Heavy periods are common as a woman approaches menopause, and can also happen to teenagers when their periods first begin. Periods then can also be irregular. At those times of life, we don’t do work-ups for unusual conditions. But we might if periods are becoming progressively more painful (see Painful Periods), and certainly if we find abnormalities on pelvic exam, or if bleeding is so heavy that blood counts are getting low.
Causes of Heavy Menstrual Periods
|• Uterine Fibroids (aka leiomyomas)|
• Copper IUD (ParaGard®, etc.)
|• Bleeding Disorders (various diseases; esp. xxxxVon Willebrand Disease, also Leukemia)|
• Previous C-Sections
• Endometrial Cancer (if >45 y.o.)
As a first step, we do a physical exam, and a Complete Blood Count (CBC). We’d likely order a TSH for Hypothyroidism, even though it’s almost always normal (most hypothyroid women have normal periods). If we feel a large uterus, we obtain an Ultrasound; we’d also get one if the CBC shows a low hemoglobin level, because that would indicate a more serious degree of blood loss (Anemia).

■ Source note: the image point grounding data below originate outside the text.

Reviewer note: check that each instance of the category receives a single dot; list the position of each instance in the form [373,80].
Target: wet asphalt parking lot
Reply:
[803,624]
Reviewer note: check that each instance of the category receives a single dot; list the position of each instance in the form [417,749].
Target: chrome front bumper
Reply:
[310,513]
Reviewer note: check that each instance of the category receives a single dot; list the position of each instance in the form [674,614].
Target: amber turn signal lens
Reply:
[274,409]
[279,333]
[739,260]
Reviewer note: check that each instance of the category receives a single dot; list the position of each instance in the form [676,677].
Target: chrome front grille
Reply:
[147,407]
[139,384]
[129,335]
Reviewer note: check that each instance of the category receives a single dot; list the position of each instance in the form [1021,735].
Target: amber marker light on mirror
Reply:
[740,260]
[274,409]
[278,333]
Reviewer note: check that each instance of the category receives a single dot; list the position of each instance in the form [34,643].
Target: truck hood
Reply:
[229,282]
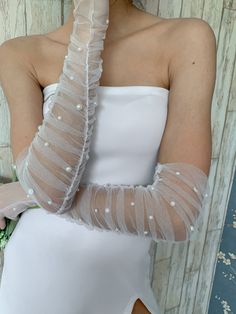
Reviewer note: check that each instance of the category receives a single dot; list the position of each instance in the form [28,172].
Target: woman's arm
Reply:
[173,206]
[50,165]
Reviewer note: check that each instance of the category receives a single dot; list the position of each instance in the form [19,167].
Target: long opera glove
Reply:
[13,200]
[51,167]
[170,209]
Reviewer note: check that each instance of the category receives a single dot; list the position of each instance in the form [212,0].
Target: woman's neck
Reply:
[120,13]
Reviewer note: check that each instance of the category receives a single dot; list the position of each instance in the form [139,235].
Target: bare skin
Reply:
[147,52]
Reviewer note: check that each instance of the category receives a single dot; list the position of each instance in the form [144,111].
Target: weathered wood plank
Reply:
[207,271]
[42,16]
[225,68]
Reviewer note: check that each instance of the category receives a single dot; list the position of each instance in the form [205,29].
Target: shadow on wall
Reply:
[223,297]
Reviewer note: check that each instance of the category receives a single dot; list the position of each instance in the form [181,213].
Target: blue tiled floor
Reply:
[223,297]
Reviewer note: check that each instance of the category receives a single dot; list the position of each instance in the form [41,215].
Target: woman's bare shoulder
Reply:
[37,53]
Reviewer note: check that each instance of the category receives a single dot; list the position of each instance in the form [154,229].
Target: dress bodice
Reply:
[130,121]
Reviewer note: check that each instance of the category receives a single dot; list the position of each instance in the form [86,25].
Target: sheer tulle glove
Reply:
[13,200]
[50,169]
[171,209]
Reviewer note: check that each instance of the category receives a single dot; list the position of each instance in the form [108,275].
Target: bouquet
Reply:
[6,233]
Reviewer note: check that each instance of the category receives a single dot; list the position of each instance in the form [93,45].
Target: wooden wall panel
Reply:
[181,274]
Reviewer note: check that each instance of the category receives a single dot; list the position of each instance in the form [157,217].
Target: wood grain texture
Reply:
[181,274]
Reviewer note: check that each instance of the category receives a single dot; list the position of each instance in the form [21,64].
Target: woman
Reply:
[52,265]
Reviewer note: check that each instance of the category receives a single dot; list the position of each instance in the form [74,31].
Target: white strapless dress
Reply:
[53,266]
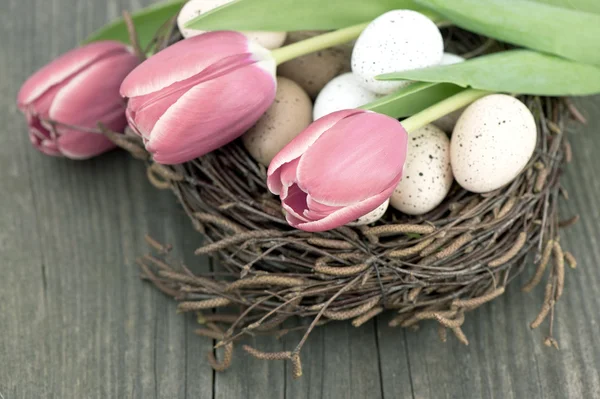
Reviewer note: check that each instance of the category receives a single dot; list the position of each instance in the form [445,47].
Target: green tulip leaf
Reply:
[514,71]
[561,31]
[412,99]
[581,5]
[147,22]
[289,15]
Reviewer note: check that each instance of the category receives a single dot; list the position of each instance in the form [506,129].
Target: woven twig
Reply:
[430,268]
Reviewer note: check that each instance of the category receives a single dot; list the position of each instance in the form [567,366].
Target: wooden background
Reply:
[76,322]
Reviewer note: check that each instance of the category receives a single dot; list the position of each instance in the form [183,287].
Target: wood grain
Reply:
[76,321]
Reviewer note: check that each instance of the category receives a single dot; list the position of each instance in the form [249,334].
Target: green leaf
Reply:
[514,71]
[581,5]
[412,99]
[288,15]
[568,33]
[147,22]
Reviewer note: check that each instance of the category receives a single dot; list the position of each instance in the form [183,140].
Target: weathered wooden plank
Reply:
[505,359]
[76,320]
[339,361]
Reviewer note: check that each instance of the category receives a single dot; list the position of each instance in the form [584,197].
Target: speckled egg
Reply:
[315,70]
[398,40]
[447,122]
[427,175]
[290,113]
[343,92]
[194,8]
[492,143]
[372,216]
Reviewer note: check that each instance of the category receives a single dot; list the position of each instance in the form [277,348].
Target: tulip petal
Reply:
[75,144]
[344,215]
[182,61]
[304,140]
[66,66]
[93,93]
[81,145]
[295,203]
[211,115]
[146,110]
[287,177]
[361,155]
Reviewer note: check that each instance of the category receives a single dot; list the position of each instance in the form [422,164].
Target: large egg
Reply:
[343,92]
[398,40]
[492,143]
[447,122]
[313,71]
[290,114]
[427,174]
[194,8]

The Ultrasound will easily diagnose structural abnormalities like Fibroids. It might also show Adenomyosis, which can be hard to distinguish from Fibroids. An MRI can help tell the difference, but that would only be obtained if a woman desired surgery (often a hysterectomy). Surgery for either condition would be for comfort, not life-saving (unless bleeding was so great). A special ultrasound called sonohysterography may be ordered for irregular bleeding (see Irregular Periods), but is usually not done for simply heavy periods.

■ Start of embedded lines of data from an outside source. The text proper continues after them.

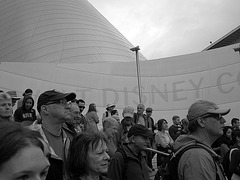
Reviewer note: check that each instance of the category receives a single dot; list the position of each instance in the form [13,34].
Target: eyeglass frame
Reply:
[219,116]
[61,102]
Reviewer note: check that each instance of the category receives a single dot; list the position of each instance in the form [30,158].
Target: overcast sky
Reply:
[165,28]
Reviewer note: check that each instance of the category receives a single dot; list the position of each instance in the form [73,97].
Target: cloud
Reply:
[169,28]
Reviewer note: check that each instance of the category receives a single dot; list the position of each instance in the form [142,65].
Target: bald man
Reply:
[70,125]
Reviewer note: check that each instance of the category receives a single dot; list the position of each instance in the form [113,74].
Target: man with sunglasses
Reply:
[82,120]
[54,109]
[205,125]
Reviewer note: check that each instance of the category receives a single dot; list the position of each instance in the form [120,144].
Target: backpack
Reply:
[170,172]
[226,162]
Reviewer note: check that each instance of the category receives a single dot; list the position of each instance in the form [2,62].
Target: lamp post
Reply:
[237,49]
[136,49]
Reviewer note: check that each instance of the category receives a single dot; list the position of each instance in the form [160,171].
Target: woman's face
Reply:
[28,103]
[29,163]
[98,159]
[165,125]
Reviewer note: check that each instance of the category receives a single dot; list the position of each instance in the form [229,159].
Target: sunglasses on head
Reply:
[216,116]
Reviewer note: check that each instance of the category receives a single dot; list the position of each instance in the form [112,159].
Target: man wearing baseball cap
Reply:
[126,124]
[53,107]
[129,162]
[206,124]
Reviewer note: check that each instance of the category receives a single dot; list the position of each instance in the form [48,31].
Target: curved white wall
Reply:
[66,31]
[169,85]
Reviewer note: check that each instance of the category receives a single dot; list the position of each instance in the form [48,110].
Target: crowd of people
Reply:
[58,142]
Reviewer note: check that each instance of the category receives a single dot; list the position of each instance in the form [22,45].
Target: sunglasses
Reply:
[61,102]
[216,116]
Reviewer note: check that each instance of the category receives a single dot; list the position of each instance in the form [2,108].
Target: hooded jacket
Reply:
[129,167]
[23,114]
[197,163]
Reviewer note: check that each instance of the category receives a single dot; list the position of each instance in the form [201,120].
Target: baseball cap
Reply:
[203,107]
[128,112]
[53,95]
[13,95]
[149,109]
[139,130]
[110,105]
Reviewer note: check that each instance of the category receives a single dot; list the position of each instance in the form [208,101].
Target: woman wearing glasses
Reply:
[88,157]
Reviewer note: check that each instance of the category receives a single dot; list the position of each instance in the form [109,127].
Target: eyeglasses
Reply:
[216,116]
[62,102]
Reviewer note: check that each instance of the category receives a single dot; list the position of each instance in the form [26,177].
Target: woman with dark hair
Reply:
[27,92]
[26,114]
[164,141]
[92,118]
[88,157]
[21,153]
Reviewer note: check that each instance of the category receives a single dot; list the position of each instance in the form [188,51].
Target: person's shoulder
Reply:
[196,154]
[104,178]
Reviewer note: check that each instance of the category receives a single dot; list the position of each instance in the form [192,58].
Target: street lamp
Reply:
[237,49]
[136,49]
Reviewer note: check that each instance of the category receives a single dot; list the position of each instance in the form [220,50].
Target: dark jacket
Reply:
[174,131]
[23,114]
[101,178]
[136,116]
[129,168]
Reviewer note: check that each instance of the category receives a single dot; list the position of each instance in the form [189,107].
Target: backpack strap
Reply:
[216,158]
[124,155]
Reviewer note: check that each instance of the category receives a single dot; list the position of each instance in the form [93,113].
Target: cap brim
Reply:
[220,111]
[128,115]
[68,96]
[16,98]
[148,134]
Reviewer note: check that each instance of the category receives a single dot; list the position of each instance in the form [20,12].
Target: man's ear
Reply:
[201,121]
[44,109]
[132,139]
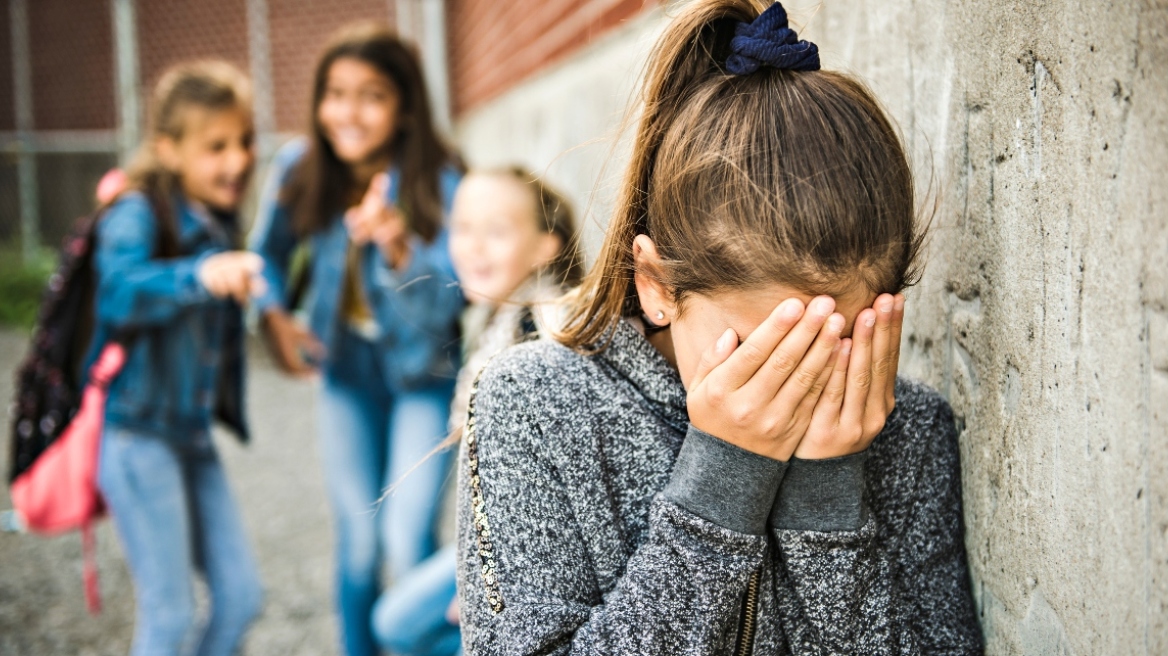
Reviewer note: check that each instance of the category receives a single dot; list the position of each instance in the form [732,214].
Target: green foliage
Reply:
[22,283]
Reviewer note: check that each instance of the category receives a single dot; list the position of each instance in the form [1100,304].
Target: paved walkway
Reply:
[277,481]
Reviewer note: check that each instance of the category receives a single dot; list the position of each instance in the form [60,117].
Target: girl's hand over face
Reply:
[760,395]
[233,274]
[374,221]
[860,393]
[290,342]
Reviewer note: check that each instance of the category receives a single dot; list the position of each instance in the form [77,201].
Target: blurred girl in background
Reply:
[513,242]
[171,287]
[368,192]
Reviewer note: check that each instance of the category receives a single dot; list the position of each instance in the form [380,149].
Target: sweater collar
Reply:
[634,358]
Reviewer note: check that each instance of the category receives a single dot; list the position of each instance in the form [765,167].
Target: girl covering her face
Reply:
[717,455]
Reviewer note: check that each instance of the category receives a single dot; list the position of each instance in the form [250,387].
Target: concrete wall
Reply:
[1043,315]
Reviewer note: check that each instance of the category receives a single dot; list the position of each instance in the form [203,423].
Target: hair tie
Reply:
[769,41]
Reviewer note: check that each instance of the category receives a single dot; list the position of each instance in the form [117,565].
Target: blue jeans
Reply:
[373,438]
[174,515]
[411,620]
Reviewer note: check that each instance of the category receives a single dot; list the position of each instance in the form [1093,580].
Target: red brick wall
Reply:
[298,30]
[71,44]
[494,44]
[174,30]
[7,109]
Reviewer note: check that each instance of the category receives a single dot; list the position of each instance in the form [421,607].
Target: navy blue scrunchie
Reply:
[769,41]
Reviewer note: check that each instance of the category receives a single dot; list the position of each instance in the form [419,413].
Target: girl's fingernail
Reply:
[724,340]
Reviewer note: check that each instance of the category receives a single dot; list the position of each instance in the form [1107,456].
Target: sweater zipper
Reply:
[749,616]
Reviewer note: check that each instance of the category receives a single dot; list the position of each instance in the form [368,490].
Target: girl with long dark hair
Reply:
[367,194]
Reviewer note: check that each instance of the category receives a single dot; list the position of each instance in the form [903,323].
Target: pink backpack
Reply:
[58,492]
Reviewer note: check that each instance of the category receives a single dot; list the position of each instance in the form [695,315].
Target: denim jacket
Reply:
[185,362]
[416,309]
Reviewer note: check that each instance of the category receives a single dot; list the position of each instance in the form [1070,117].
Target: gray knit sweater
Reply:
[593,520]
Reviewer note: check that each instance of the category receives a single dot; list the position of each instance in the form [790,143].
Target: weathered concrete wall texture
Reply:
[1043,313]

Clotting problems can be tricky to identify (medically, we call them “Bleeding Disorders,” because if blood can’t clot as it should, it’s easier for bleeding to occur). They’re due to conditions that affect either the Platelets, or a series of clotting proteins made by the liver. Diagnosis may be as simple as asking a woman if she takes Aspirin (one dose can interfere with platelets for a week), or daily NSAIDs (ibuprofen, naproxen, etc.). Diseases with low platelet counts will easily show on the CBC.
It’s more complicated to diagnose other chronic bleeding disorders not related to platelets. So we’d only search for those if bleeding was enough that a woman had to constantly take iron to maintain hemoglobin levels (by the way, not all Anemia is from blood loss; see link if interested). First step would be blood tests for prothrombin and partial thromboplastin times (PT and PTT).

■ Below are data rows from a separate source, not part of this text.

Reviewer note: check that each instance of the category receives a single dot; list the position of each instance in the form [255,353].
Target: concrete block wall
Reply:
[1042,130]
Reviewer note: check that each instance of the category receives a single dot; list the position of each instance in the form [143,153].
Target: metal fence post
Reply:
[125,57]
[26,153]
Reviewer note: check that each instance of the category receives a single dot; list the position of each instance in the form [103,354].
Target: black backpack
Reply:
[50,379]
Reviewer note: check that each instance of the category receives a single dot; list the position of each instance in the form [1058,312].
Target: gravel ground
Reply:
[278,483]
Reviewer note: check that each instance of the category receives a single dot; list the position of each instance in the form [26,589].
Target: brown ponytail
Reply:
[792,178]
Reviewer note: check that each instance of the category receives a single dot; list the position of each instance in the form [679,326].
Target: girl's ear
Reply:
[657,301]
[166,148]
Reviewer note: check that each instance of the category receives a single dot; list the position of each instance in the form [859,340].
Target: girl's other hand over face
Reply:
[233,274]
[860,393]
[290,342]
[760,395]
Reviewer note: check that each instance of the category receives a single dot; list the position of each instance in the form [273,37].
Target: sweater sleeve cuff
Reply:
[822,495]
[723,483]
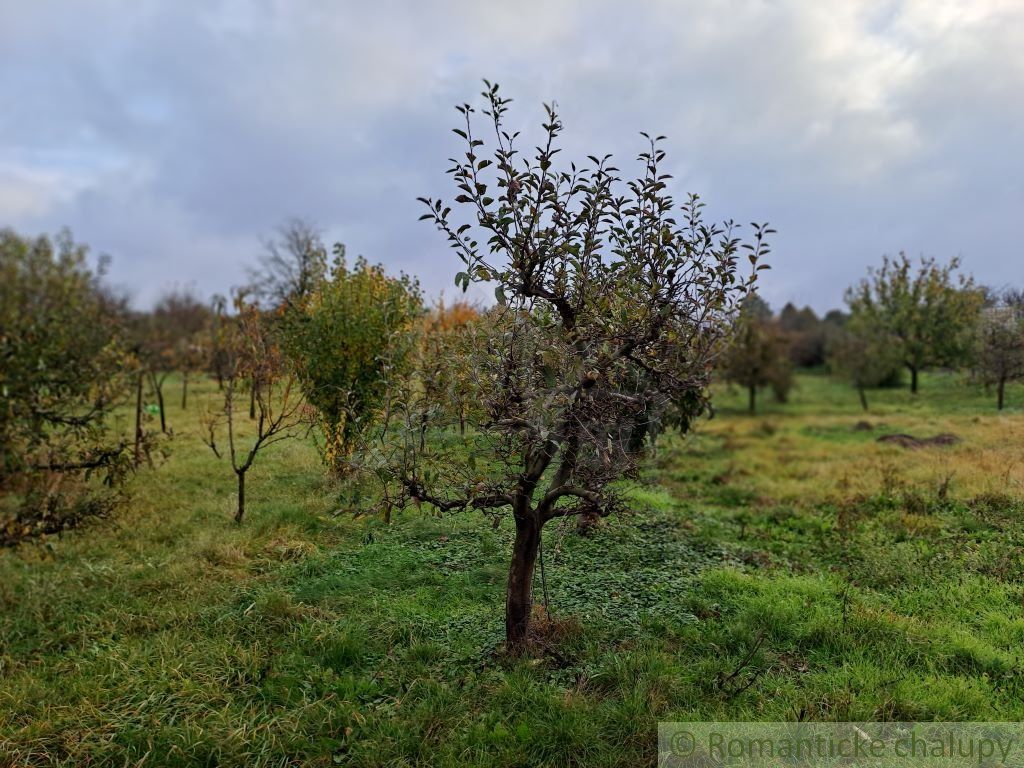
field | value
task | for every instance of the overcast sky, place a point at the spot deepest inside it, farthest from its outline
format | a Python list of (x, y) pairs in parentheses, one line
[(175, 134)]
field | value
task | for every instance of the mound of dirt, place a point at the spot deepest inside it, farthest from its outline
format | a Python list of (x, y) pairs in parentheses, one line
[(909, 441)]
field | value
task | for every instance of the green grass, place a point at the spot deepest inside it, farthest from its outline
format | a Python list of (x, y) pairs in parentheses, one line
[(870, 582)]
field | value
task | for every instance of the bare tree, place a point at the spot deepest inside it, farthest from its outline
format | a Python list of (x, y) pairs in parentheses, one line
[(999, 356), (253, 355), (292, 265)]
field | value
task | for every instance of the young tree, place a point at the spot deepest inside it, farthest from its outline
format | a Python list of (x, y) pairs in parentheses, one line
[(253, 354), (805, 336), (999, 356), (929, 313), (343, 340), (865, 359), (610, 307), (758, 354), (446, 330), (182, 317), (292, 267), (65, 371)]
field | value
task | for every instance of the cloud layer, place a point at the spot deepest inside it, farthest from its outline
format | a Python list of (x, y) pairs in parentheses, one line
[(175, 135)]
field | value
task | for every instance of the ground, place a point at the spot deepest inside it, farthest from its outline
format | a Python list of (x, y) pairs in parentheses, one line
[(773, 566)]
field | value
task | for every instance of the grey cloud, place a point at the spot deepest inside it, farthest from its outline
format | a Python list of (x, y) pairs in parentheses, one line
[(174, 138)]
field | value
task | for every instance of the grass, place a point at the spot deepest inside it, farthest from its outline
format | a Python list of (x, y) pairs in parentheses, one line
[(856, 581)]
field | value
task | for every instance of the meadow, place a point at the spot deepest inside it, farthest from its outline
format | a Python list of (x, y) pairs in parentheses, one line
[(774, 566)]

But Von Willebrand Disease, the most common bleeding disorder in women, requires special tests. Since interpretation can be tricky, we might refer to a Hematologist for the work-up (& treatment if positive; see link to get an idea of complexity in diagnosis). We refer women who have no other cause for heavy periods, and periods so heavy that they either cause chronic Anemia, or interfere with work (on the job or at home), exercise, or social activities. We’d obviously refer anyone with a family history of bleeding disorders.
In one study of women with heavy uterine bleeding, about 1 in 300 had Leukemia (blood cancer). Most had a sudden, new, very heavy period, causing fatigue and/or shortness of breath. The CBC showed abnormal white blood cell and/or platelet counts in addition to anemia. They were referred to hematologists for diagnosis.
Other causes of heavy periods include the Copper IUD (ParaGard®), but not ones with progesterone (Mirena®). Women who’ve had a C-section, more commonly several, may have scars in the uterus that make periods heavy. This would be a “diagnosis of exclusion,” meaning all other causes have been ruled out. Endometriosis causes heavy periods, but they’re usually painful; see Painful Periods.